The difference in how an agent navigates a codebase with and without it is hard to overstate. Grep finds strings. Codegraph finds meaning — call paths across files, dynamic dispatch hops, symbol definitions across a whole repo. Once you’ve worked with it you notice immediately when it’s absent.


Open Questions

The stack is stable, but there’s plenty I’m still chewing on. LocalRecall’s chromem backend is file-based and fast, but I’m curious whether the postgres hybrid BM25 + vector backend would improve retrieval quality on longer documents — or whether that’s a problem I don’t actually have yet.

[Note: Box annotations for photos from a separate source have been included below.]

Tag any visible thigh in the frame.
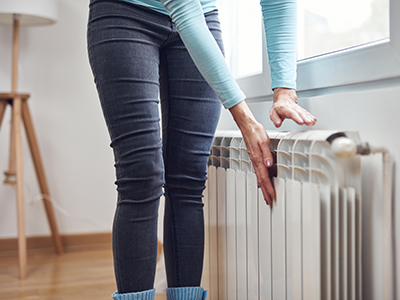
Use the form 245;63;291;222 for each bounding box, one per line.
160;12;222;194
88;0;170;201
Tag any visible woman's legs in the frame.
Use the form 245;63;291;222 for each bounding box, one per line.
88;0;221;297
160;12;222;287
88;0;171;294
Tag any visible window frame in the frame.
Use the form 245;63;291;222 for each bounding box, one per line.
236;0;400;99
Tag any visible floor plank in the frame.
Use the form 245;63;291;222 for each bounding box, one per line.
0;250;165;300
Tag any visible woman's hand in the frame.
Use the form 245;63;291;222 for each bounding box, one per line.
269;88;317;128
229;101;275;205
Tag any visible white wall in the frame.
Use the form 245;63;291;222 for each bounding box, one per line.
0;0;116;238
219;79;400;300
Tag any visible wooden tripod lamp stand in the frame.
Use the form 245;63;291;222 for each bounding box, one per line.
0;0;63;279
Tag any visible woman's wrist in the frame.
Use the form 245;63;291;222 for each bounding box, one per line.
229;100;257;132
273;87;297;103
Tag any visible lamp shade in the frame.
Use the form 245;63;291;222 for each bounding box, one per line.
0;0;58;26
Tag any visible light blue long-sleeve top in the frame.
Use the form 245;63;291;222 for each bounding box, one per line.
120;0;297;108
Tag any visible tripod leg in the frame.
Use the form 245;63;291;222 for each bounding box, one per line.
22;99;63;253
4;105;15;184
0;100;7;128
12;97;27;279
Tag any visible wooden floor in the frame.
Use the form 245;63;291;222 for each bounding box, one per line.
0;250;165;300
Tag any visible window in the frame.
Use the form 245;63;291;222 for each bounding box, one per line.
298;0;389;60
218;0;400;98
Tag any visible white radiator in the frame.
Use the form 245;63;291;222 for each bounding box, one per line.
202;131;362;300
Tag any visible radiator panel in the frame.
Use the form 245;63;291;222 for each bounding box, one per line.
203;131;362;300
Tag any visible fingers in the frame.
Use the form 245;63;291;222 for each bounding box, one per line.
248;128;275;205
270;103;317;128
269;108;283;128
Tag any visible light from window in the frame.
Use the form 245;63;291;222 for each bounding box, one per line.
218;0;263;78
298;0;389;60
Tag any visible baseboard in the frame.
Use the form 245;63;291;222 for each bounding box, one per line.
0;232;112;256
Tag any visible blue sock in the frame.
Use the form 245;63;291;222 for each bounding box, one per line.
112;289;156;300
167;287;207;300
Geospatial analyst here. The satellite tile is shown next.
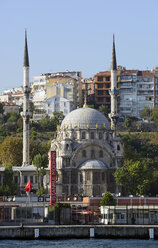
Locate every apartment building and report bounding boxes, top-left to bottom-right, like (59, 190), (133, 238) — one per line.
(120, 70), (157, 117)
(44, 71), (82, 107)
(82, 77), (95, 105)
(44, 96), (74, 117)
(30, 75), (47, 113)
(95, 66), (158, 117)
(94, 67), (122, 112)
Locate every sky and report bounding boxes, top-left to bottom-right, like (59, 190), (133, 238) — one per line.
(0, 0), (158, 92)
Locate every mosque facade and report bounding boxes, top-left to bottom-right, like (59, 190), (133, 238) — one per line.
(0, 34), (123, 196)
(50, 106), (123, 196)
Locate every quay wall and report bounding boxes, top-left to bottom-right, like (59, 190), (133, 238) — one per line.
(0, 225), (158, 239)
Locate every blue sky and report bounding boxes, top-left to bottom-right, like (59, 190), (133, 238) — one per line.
(0, 0), (158, 91)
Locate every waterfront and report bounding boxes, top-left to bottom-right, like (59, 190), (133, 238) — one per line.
(0, 239), (158, 248)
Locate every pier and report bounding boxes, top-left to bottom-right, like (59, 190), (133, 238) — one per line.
(0, 225), (158, 239)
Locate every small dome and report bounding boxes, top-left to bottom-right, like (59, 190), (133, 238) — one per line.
(61, 108), (110, 129)
(79, 159), (108, 170)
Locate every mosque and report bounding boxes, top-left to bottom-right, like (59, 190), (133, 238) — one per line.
(0, 33), (123, 196)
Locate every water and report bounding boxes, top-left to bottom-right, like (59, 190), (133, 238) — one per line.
(0, 239), (158, 248)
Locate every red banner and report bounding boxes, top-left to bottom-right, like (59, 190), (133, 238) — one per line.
(50, 151), (56, 205)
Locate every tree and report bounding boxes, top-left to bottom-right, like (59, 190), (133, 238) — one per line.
(100, 192), (115, 206)
(123, 116), (136, 132)
(7, 112), (19, 122)
(114, 159), (152, 195)
(33, 153), (48, 189)
(152, 107), (158, 123)
(0, 136), (22, 166)
(0, 165), (17, 196)
(99, 105), (109, 117)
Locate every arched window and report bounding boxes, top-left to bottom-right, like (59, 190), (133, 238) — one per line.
(99, 150), (103, 158)
(82, 150), (86, 158)
(82, 132), (86, 139)
(91, 132), (94, 139)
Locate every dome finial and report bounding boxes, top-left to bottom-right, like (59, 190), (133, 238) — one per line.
(83, 94), (88, 108)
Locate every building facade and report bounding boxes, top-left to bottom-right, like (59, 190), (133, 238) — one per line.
(44, 96), (74, 117)
(120, 70), (158, 117)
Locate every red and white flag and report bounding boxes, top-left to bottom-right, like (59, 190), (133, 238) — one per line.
(25, 180), (32, 192)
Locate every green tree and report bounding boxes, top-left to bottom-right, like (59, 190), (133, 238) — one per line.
(99, 105), (109, 117)
(114, 159), (152, 195)
(100, 192), (115, 206)
(0, 165), (17, 196)
(123, 116), (136, 132)
(0, 136), (22, 166)
(7, 112), (19, 122)
(33, 154), (48, 189)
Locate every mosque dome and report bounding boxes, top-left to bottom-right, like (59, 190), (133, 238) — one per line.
(79, 159), (108, 170)
(61, 108), (110, 130)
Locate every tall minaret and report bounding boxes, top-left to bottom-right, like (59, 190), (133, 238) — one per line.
(22, 30), (30, 166)
(109, 35), (119, 137)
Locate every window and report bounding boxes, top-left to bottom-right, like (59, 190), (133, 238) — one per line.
(91, 132), (94, 139)
(98, 98), (103, 102)
(14, 176), (18, 183)
(82, 150), (87, 158)
(86, 171), (90, 180)
(80, 173), (83, 183)
(63, 158), (70, 167)
(99, 150), (103, 158)
(99, 133), (103, 139)
(98, 76), (103, 81)
(35, 176), (37, 183)
(91, 150), (95, 159)
(30, 176), (33, 183)
(24, 176), (27, 183)
(97, 90), (104, 96)
(82, 132), (86, 139)
(66, 144), (69, 151)
(98, 84), (103, 89)
(106, 77), (110, 81)
(117, 145), (120, 151)
(102, 172), (105, 181)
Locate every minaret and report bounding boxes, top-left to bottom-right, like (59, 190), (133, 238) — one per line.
(109, 35), (119, 137)
(22, 30), (30, 166)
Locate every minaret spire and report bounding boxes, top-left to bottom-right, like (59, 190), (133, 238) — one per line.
(22, 30), (30, 166)
(23, 29), (29, 67)
(109, 34), (119, 137)
(111, 34), (117, 70)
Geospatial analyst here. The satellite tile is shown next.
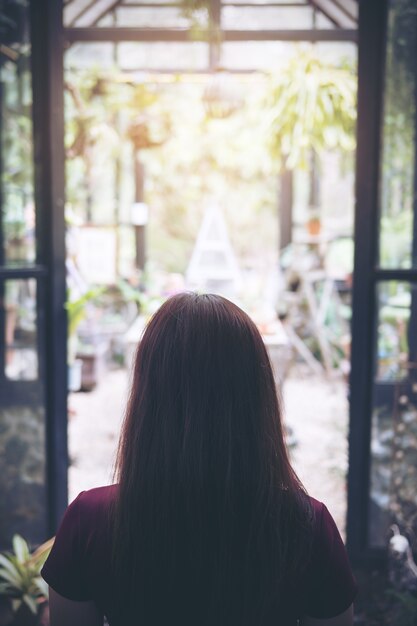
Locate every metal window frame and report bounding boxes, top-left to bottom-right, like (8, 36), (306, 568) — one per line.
(347, 0), (417, 566)
(30, 0), (68, 534)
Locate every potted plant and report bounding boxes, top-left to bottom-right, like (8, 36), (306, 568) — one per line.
(0, 535), (53, 626)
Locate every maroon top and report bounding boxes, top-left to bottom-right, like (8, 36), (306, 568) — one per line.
(42, 485), (357, 626)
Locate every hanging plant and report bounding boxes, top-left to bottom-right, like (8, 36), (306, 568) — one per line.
(266, 51), (357, 169)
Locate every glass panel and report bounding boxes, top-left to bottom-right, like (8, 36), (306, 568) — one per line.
(118, 42), (208, 70)
(4, 278), (38, 380)
(0, 2), (35, 264)
(379, 0), (417, 268)
(222, 7), (313, 30)
(376, 281), (411, 381)
(369, 281), (417, 547)
(0, 400), (47, 550)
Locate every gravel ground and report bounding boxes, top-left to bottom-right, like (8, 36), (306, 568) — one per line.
(68, 366), (348, 534)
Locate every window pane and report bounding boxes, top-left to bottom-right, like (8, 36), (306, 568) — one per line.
(0, 2), (35, 264)
(379, 0), (417, 268)
(3, 279), (38, 380)
(369, 281), (417, 547)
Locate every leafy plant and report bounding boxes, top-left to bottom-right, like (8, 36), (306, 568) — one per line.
(0, 535), (53, 615)
(66, 287), (104, 337)
(267, 51), (357, 169)
(387, 589), (417, 626)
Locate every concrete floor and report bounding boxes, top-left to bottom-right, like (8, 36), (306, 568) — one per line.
(68, 366), (348, 534)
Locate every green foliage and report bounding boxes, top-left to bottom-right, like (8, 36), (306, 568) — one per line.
(0, 535), (53, 614)
(266, 51), (357, 169)
(65, 287), (104, 337)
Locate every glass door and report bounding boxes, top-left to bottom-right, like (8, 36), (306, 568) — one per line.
(348, 0), (417, 561)
(0, 0), (67, 549)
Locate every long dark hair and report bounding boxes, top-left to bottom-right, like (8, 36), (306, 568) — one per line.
(114, 293), (311, 626)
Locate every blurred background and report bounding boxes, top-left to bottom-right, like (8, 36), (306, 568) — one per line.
(0, 0), (417, 626)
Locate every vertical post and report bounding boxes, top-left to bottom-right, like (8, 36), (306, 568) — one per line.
(208, 0), (222, 72)
(279, 169), (294, 251)
(347, 0), (388, 563)
(0, 78), (6, 378)
(31, 0), (68, 533)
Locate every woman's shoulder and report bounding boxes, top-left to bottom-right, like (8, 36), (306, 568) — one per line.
(72, 484), (118, 509)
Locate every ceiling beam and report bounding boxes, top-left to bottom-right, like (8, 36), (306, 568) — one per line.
(64, 26), (357, 44)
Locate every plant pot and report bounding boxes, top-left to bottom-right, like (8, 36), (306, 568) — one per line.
(307, 217), (321, 237)
(0, 597), (49, 626)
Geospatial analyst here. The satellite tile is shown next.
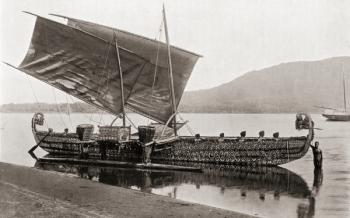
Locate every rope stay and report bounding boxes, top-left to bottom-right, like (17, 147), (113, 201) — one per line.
(51, 87), (67, 127)
(148, 20), (164, 124)
(25, 73), (49, 128)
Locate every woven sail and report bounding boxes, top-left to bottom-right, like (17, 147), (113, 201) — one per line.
(18, 14), (199, 123)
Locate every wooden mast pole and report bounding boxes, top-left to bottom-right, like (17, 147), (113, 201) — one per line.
(114, 32), (125, 127)
(163, 4), (177, 136)
(343, 70), (346, 112)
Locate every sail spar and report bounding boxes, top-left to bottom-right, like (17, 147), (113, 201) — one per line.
(18, 16), (200, 123)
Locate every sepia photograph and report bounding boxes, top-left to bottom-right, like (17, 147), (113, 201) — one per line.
(0, 0), (350, 218)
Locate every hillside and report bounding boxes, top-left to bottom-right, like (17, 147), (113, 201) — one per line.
(180, 57), (350, 113)
(0, 57), (350, 113)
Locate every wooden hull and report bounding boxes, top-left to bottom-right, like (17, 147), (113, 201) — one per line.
(35, 161), (310, 198)
(35, 132), (311, 166)
(322, 114), (350, 121)
(32, 113), (314, 166)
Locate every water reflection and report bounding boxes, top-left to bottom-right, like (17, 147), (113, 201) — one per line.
(35, 159), (323, 217)
(297, 168), (323, 218)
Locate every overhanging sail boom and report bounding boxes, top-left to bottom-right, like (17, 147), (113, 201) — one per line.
(18, 14), (198, 123)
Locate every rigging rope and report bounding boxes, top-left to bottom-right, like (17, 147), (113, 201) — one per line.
(51, 87), (67, 127)
(66, 93), (73, 129)
(148, 20), (164, 124)
(25, 73), (49, 128)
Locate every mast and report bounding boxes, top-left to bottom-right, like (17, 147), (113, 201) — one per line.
(343, 71), (346, 112)
(163, 4), (177, 136)
(114, 31), (125, 127)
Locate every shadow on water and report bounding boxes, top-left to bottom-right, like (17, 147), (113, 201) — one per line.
(35, 159), (323, 217)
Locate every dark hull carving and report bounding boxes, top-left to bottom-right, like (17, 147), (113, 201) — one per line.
(32, 113), (313, 166)
(35, 162), (310, 198)
(322, 114), (350, 121)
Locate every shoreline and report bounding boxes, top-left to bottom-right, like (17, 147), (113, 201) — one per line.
(0, 162), (253, 218)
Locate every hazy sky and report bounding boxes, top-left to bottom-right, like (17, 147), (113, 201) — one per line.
(0, 0), (350, 104)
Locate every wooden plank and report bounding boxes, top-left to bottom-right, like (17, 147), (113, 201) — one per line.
(38, 157), (202, 172)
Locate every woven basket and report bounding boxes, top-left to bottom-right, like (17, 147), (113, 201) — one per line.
(77, 124), (94, 141)
(98, 126), (131, 142)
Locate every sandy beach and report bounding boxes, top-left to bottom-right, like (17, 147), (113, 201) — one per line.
(0, 163), (254, 218)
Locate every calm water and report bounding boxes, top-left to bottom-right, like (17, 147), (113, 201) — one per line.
(0, 114), (350, 217)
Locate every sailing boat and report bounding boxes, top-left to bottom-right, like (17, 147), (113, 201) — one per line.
(320, 73), (350, 121)
(3, 8), (314, 165)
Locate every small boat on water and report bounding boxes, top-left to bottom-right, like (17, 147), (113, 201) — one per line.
(318, 73), (350, 121)
(4, 7), (314, 165)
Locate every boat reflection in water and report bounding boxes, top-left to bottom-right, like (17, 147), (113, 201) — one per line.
(35, 162), (322, 217)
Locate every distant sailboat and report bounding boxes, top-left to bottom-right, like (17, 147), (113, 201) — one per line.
(320, 73), (350, 121)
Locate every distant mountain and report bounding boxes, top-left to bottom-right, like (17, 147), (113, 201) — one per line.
(0, 102), (100, 113)
(0, 57), (350, 113)
(180, 57), (350, 113)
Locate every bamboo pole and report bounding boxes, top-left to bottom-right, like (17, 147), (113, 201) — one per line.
(163, 4), (177, 136)
(114, 32), (125, 127)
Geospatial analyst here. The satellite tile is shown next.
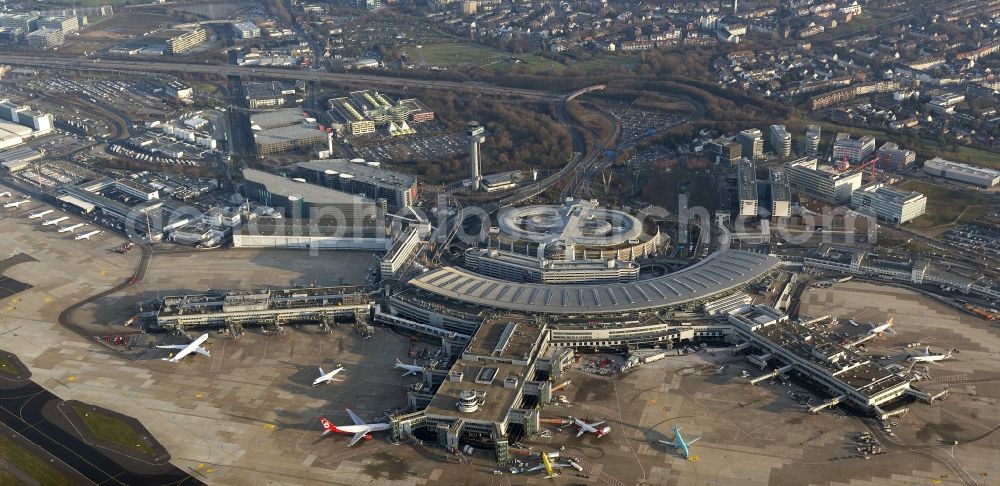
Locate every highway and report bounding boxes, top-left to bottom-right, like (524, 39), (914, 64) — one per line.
(0, 54), (564, 101)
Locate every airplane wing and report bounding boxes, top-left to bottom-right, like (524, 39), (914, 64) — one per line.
(347, 429), (368, 447)
(347, 409), (367, 425)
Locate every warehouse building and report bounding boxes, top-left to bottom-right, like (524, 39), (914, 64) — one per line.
(924, 157), (1000, 187)
(851, 182), (927, 224)
(243, 169), (378, 220)
(785, 157), (861, 204)
(295, 159), (417, 212)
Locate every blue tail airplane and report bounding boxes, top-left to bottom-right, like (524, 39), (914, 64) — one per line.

The bubblewrap seccomp filter works, but “works” is doing some load-bearing there — it passes the syscalls I tested and blocks ones I didn’t. I’d like a cleaner way to profile what OpenCode actually needs rather than assembling the allowlist by running it into walls.

The OcuLink 6800 XT situation: eGPU bandwidth over OcuLink is theoretically fine for inference, but inference has different access patterns than gaming workloads, which is what most OcuLink benchmarks cover. I allow it’ll be fine. I will find out shortly.

And the big one I keep circling back to: is the skills system the right abstraction at scale, or am I building toward a point where 80 skill files becomes its own kind of mess? Right now it’s manageable. The lazy-loading discipline keeps it clean. But there’s a version of this that turns into a laurel hell of Markdown I can’t find my way through.